By that logic, shouldn't the Deity be on the hook for failing to add an additional motherly appendage? That's a Design flaw, isn't it?
Well, anyway, what the sign says seems to apply to such sentiments. I am grateful that not all Christians share that view, nor fall into these sort of logical cul-de-sacs. Why, there are even folk like John Wesley, who considered reason a good thing.
As if I didn't have enough reason to hate NCLB, now comes this report from the Center on Education Policy: "approximately 62% of school districts increased the amount of time spent in elementary schools on English language arts and or math, while 44% of districts cut time on science, social studies, art and music, physical education, lunch or recess."

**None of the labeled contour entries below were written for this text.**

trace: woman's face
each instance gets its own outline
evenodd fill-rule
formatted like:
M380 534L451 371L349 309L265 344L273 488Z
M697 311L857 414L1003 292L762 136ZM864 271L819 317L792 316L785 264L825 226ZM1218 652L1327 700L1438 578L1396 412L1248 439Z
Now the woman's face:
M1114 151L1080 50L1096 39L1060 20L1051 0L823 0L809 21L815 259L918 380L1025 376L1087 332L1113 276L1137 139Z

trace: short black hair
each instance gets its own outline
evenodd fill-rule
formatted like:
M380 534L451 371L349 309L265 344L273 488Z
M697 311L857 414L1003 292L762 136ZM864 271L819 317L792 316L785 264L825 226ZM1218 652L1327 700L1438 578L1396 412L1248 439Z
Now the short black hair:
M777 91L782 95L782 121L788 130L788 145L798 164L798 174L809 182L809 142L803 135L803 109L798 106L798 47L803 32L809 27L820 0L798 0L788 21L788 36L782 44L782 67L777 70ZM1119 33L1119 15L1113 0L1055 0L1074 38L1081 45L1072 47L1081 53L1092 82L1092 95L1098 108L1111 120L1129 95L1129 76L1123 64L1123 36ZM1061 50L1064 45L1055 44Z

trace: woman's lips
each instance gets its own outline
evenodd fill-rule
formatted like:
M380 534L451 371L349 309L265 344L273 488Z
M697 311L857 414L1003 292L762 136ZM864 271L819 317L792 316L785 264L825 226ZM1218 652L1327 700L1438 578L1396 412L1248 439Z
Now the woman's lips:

It gets worse: according to CEP, since NCLB's enactment the average elementary school in their study has reduced the amount of instructional time devoted to science by 75 minutes per week! That's what, at least two lessons per week, on average, all because of the way this terrible, arbitrary statute has led to a lowest-common-denominator, teach-to-the-test approach. Since many states don't test science in the primary grades, guess what happens to science? In the dumpster!
NCLB must either be repealed, or massively retooled (gutted, really) if we are going to save public school education in this country. In the meantime, elementary teachers need to figure out ways to restore science content and the wonder of exploring the natural world to their curriculum, perhaps by embedding it more frequently within language arts lessons---and secondary teachers need to realize that, regardless of content area, all of us are in effect in the business of promoting literacy.
Who knew? Who knew? That the basic needs of our soldiers overseas are being met by...the Pentagon? The Armed Services Committee, on Capitol Hill? No? How about 'viewers like you'?
Yes, as this story from today's Fresno Bee suggests, it is charity from home, from ordinary citizens, that is bridging the gap in Iraq and Afghanistan, not the eight-figures of military expenditures. As the article mentions, "Bore Snakes join a list of other battle-related materials that citizen groups have supplied when the military did not issue them, including body armor and gloves to protect soldiers' hands from the heated barrels of their weapons."
What's a Bore Snake? Read the article, and admire the unqualified patriotism of Madera resident Jim Kochheiser and others. I mean that, in every way. I admire their patriotism, but it is unqualified: they shrink from anything that could reasonably be interpreted as criticism. "Why the Army doesn't issue them is someone else's fight," says Jim.
Well...OK...at the risk of being contentious, I think our soldiers deserve better. Unfortunately for them, and for us, the bulk of the over $100 billion spent on this adventure has not been spent on giving the troops overwhelming tactical superiority on the ground today (which would, hasten the end of the present US occupation). Rather, it has been invested in what the neo-cons fervently hope is a long-term strategic asset: the construction, on a grand scale all but unrivaled in our history, of a permanent US military presence in Iraq.
Regardless of where we sit on the political spectrum, this is an underreported story and it is this investment, more than anything else, that gives the lie to the wishful thinking of some on the left, that a Democrat in the White House will mean a quick US exit from Iraq. At best, we have a situation akin to South Korea, with an ongoing annual investment of thousands of troops and billions of dollars to maintain a US military presence in the Iraqi desert, but one that does not require constant urban deployment of American forces to prop up the national government. We hope.
On another front, the Army has finally admitted what many of us have known for all along: that the tragic death of Pat Tillman was an unfortunate case of 'friendly fire' and that members of the Army conspired to keep embarrassing details about the former NFL star's death under wraps. One wonders if, at some point, they will also salve their consciences with a public repudiation of the attempt to smear Tillman and his family for non-conforming beliefs.